Este ensayo a continuación establece diferencias entre contracultura y underground. Cuando los excluidos o automarginados crean sus propios círculos de comunicación y expresión, hablamos de subculturas, que tienen como rasgo en común su oposición a las culturas hegemónicas. Estos espacios han sido ampliamente estudiados académicamente, a veces incluso, como detalla Rosillo, porque constituyen una amenaza para el sistema. Pero la definición palmaria de la cuestión es la de Adorno y Horkheimer, cuando diferencian entre cultura popular, orgánica, e industria cultural.
Esa es la parte más reveladora de este ensayo, cuando explica cómo el franquismo, cercenando expresiones como el baile, el carnaval, algunas fiestas populares, así como el cine, la televisión y la música, estaba oprimiendo la propia identidad de ese pueblo. La duda que subyace es si, cuando la industria capitalista domina toda la esfera de la comunicación pública, no nos encontramos ante una situación sensiblemente diferente, pero análoga. Es difícil no apreciar en el fenómeno fan absoluta alienación. Hace años era propio de preadolescentes, y un negocio muy lucrativo a la par que divertido, pero hoy es una actitud de adultos, algunos de cincuenta años o más, y se representa para colgarse medallas.
La parte bonita es que, aunque el franquismo borrara todo el legado de esos años treinta de cante flamenco, de fandangos, de discográficas trabajando a pleno rendimiento, algo que hemos perdido para siempre y que cambió nuestra fisonomía cultural, tampoco podemos hablar de un estado de coma.

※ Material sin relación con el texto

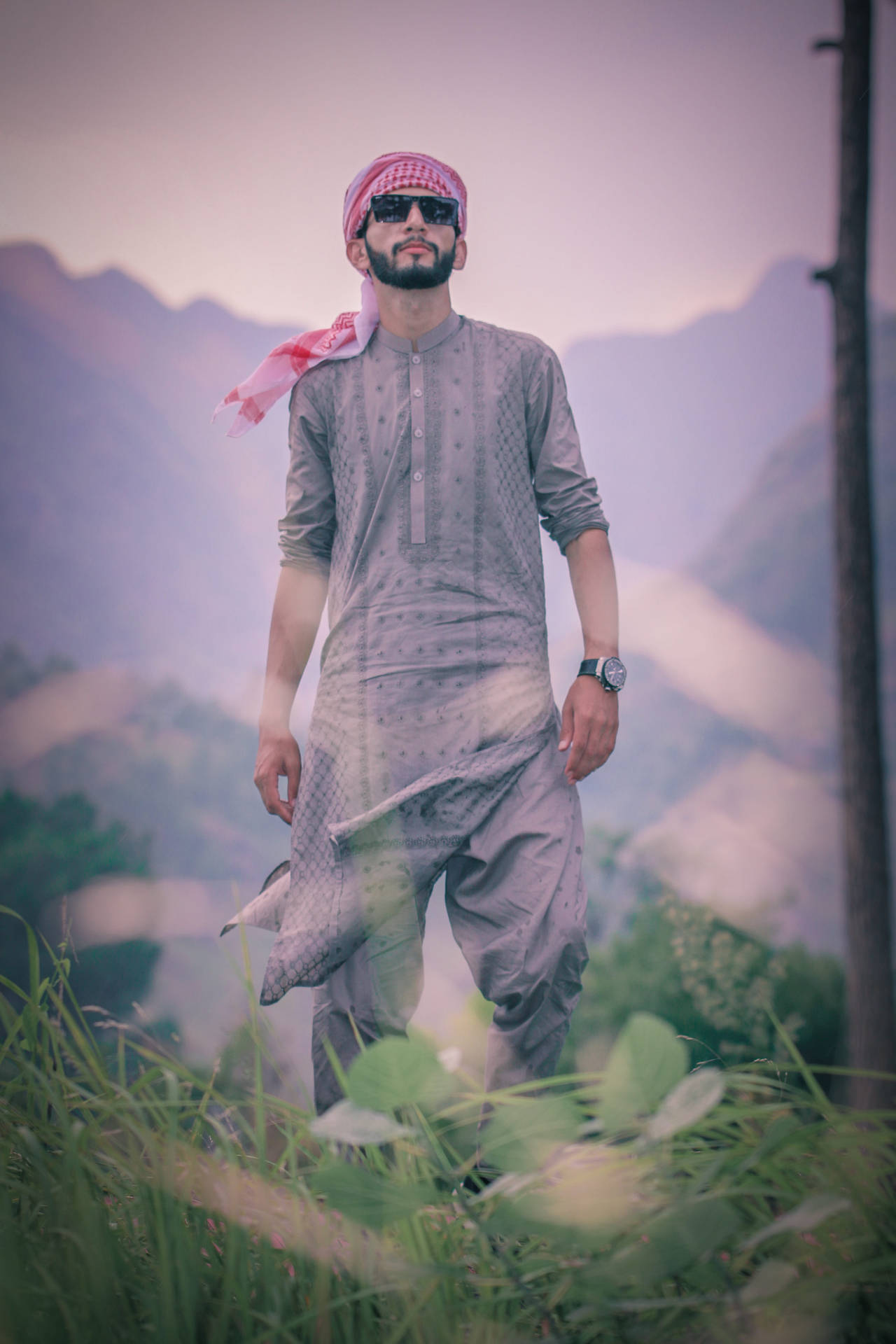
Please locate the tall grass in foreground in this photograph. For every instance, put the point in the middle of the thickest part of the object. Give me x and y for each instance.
(645, 1203)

Como detalla Rosillo, la confluencia del hachís, los soldados estadounidenses, las guitarras españolas, por citar solo un ejemplo de fecundación, fueron el origen de nuevas expresiones genuinas. La rueda siempre continúa, mutando y adaptándose al terreno.
No obstante, la cuestión que quizá se echa de menos en el libro es que, lo que perdura, la continuidad, lo que se parece entre las épocas, está claro, pero lo que las determina suele ser el paradigma tecnológico. Las ideologías y el arte suelen ir detrás de la tecnología, que es la que produce los grandes cambios sociales, aunque haya quien crea lo contrario y sobreestime, en mi opinión, el valor de eso que llamamos “la cultura”.